Publication
EEG and EMG dataset for the detection of errors introduced by an active orthosis device
Niklas Kueper; Kartik Chari; Judith Bütefür; Julia Habenicht; Su Kyoung Kim; Tobias Rossol; Marc Tabie; Frank Kirchner; Elsa Andrea Kirchner
In: Frontiers in Human Neuroscience, Vol. 18, Frontiers, 1/2024.
Abstract
This paper presents a dataset containing
recordings of the electroencephalogram (EEG) and the
electromyogram (EMG) from eight subjects who were assisted
in moving their right arm by an active orthosis device. The
supported movements were elbow joint movements, i.e., flexion
and extension of the right arm. While the orthosis was actively
moving the subject's arm, some errors were deliberately
introduced for a short duration of time. During this time, the
orthosis moved in the opposite direction. In this paper, we
explain the experimental setup and present some behavioral
analyses across all subjects.
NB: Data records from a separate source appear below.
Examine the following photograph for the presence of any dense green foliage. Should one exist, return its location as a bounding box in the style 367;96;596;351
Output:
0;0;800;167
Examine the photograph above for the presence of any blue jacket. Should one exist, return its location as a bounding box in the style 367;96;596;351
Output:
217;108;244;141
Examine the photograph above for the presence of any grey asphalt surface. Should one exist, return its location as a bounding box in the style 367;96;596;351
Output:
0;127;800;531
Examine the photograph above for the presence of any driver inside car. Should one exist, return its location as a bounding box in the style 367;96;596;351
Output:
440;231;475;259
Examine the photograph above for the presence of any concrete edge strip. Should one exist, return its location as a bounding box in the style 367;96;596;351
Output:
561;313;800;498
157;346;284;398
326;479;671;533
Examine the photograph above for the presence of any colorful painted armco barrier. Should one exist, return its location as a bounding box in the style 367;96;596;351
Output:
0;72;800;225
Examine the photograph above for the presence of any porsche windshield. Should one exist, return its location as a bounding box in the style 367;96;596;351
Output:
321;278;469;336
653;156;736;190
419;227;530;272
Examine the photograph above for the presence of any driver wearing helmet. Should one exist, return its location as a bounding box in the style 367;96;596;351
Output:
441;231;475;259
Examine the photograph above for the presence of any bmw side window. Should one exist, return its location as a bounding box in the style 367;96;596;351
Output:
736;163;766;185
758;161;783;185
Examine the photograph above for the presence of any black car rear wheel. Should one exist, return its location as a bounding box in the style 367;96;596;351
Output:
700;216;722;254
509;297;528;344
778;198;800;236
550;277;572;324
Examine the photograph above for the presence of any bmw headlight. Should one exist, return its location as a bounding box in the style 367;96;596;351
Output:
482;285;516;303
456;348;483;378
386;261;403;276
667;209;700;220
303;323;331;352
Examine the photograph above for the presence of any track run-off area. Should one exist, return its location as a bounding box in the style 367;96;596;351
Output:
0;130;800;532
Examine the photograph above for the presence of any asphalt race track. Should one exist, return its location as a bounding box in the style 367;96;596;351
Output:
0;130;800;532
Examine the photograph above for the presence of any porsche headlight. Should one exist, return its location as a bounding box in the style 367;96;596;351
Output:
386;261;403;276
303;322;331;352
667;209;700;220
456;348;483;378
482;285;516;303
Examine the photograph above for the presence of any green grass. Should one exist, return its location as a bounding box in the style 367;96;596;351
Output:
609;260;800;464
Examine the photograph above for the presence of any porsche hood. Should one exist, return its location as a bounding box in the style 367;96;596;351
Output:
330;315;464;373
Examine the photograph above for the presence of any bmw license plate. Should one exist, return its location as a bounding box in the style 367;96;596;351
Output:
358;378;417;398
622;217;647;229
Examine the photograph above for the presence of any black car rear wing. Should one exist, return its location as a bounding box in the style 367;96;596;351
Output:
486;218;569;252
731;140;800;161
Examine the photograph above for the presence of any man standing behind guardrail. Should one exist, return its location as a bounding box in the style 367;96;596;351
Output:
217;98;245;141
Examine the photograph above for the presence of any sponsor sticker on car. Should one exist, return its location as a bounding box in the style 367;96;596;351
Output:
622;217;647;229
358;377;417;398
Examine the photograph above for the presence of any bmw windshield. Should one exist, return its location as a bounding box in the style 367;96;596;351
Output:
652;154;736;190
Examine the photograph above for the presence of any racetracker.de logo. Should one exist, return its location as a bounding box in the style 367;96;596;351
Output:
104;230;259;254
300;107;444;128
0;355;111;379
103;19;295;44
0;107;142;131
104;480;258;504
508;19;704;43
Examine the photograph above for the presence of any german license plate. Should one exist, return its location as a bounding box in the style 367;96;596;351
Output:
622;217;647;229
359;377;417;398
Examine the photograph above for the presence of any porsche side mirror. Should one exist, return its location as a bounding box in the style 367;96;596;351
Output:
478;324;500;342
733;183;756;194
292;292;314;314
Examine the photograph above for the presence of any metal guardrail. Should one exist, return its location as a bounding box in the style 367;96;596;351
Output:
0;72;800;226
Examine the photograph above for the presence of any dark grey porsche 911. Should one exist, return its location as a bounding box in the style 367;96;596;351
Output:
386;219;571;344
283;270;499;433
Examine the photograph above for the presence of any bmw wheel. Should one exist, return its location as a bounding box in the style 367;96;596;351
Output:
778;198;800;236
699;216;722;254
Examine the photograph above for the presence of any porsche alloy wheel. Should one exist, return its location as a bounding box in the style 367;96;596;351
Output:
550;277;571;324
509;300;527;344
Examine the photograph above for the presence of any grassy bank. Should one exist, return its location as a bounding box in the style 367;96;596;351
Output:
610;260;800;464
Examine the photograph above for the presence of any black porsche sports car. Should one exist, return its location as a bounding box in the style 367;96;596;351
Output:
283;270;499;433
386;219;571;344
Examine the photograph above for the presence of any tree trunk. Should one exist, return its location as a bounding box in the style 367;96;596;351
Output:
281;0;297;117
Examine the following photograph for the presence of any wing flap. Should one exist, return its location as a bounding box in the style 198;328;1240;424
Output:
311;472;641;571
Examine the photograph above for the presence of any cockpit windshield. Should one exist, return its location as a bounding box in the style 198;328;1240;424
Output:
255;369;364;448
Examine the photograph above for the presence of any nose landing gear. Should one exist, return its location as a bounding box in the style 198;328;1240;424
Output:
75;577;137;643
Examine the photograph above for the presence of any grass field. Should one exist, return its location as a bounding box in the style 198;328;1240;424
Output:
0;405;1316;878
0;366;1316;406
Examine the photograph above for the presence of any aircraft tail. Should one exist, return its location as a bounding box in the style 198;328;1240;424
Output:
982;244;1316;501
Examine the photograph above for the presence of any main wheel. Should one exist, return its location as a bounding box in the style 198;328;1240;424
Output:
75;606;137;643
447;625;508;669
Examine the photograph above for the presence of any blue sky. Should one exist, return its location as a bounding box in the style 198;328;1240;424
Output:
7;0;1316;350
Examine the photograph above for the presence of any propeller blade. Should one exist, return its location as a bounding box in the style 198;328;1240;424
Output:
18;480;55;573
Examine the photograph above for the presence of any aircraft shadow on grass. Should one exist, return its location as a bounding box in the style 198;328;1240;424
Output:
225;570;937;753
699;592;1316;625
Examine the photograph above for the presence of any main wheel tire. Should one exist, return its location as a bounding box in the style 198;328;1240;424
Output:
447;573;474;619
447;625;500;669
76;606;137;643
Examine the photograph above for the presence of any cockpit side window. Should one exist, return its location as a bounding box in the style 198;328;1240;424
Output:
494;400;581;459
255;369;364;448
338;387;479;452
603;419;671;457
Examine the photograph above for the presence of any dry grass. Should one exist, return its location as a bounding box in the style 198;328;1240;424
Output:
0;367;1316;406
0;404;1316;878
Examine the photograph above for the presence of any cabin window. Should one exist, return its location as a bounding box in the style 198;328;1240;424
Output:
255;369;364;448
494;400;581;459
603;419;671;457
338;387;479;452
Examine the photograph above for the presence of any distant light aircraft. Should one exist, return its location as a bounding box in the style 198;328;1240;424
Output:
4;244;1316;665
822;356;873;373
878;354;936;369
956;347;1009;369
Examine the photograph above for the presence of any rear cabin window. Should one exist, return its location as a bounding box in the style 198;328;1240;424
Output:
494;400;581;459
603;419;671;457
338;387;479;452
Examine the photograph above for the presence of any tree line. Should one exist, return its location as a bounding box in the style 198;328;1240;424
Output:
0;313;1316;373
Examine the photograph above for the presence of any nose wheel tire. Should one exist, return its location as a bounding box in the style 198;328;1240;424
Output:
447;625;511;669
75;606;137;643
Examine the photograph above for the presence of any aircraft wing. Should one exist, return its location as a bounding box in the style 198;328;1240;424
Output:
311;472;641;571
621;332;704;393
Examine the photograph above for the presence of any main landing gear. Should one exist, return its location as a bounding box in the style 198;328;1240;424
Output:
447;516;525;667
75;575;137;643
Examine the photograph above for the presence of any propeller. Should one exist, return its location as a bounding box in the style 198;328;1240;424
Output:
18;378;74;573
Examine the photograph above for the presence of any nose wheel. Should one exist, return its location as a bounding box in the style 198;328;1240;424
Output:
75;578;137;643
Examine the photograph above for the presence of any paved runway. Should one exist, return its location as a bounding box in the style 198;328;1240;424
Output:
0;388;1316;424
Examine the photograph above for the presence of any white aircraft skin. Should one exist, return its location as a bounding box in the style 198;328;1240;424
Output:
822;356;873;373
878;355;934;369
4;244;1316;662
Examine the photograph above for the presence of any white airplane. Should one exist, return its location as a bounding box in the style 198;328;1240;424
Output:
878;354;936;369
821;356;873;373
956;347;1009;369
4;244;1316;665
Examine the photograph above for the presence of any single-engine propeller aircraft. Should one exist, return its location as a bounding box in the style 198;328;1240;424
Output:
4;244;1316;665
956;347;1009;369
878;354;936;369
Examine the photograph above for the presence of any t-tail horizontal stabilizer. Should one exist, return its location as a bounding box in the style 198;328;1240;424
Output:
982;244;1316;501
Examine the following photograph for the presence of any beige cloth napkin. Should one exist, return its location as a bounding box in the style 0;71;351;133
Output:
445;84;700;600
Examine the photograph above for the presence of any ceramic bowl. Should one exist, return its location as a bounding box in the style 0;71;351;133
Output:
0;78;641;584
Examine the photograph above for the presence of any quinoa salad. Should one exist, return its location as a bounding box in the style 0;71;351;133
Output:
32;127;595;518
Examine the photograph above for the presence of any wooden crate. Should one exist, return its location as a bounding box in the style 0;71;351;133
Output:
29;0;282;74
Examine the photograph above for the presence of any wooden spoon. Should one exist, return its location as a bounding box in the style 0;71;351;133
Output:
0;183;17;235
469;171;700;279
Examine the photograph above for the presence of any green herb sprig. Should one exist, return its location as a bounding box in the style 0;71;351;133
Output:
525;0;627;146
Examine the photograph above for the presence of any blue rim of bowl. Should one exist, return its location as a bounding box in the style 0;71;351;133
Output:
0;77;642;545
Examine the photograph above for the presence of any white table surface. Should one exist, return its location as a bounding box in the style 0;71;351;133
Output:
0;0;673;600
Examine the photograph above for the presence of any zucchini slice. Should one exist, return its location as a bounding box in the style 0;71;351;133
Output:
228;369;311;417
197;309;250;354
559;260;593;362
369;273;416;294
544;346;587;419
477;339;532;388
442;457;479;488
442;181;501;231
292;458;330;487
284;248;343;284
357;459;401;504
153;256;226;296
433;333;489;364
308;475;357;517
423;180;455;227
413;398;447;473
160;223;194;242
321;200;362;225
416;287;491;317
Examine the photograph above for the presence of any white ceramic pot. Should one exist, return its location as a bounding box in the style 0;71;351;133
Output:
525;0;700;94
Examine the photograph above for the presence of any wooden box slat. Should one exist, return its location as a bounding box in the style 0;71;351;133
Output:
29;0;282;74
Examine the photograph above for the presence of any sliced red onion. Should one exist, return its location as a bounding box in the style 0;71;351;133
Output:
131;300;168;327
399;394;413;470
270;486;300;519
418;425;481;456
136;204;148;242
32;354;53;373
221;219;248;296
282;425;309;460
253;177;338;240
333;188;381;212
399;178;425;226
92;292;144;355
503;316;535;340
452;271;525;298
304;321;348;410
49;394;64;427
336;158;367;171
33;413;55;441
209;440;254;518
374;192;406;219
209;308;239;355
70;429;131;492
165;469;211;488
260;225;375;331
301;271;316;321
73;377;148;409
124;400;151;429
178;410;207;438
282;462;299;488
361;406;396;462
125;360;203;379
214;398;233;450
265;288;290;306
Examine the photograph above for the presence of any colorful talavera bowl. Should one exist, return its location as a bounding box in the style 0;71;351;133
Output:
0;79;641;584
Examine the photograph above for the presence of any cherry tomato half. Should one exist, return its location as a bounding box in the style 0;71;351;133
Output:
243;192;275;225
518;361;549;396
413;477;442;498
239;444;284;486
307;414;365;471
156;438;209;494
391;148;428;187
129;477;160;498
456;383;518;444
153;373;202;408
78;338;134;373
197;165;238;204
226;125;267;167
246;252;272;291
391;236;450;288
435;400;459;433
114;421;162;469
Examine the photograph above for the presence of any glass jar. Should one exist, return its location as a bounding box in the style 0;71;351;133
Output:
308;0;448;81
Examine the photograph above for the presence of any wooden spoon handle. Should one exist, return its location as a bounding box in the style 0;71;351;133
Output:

Additionally, we present an
average event-related potential analysis for one subject to offer
insights into the data quality and the EEG activity caused by
the error introduction. The dataset described herein is openly
accessible. The aim of this study was to provide a dataset
to the research community, particularly for the development
of new methods in the asynchronous detection of erroneous
events from the EEG. We are especially interested in the tactile
and haptic-mediated recognition of errors, which has not yet
been sufficiently investigated in the literature. We hope that
the detailed description of the orthosis and the experiment will
enable its reproduction and facilitate a systematic investigation
of the influencing factors in the detection of erroneous behavior
of assistive systems by a large community.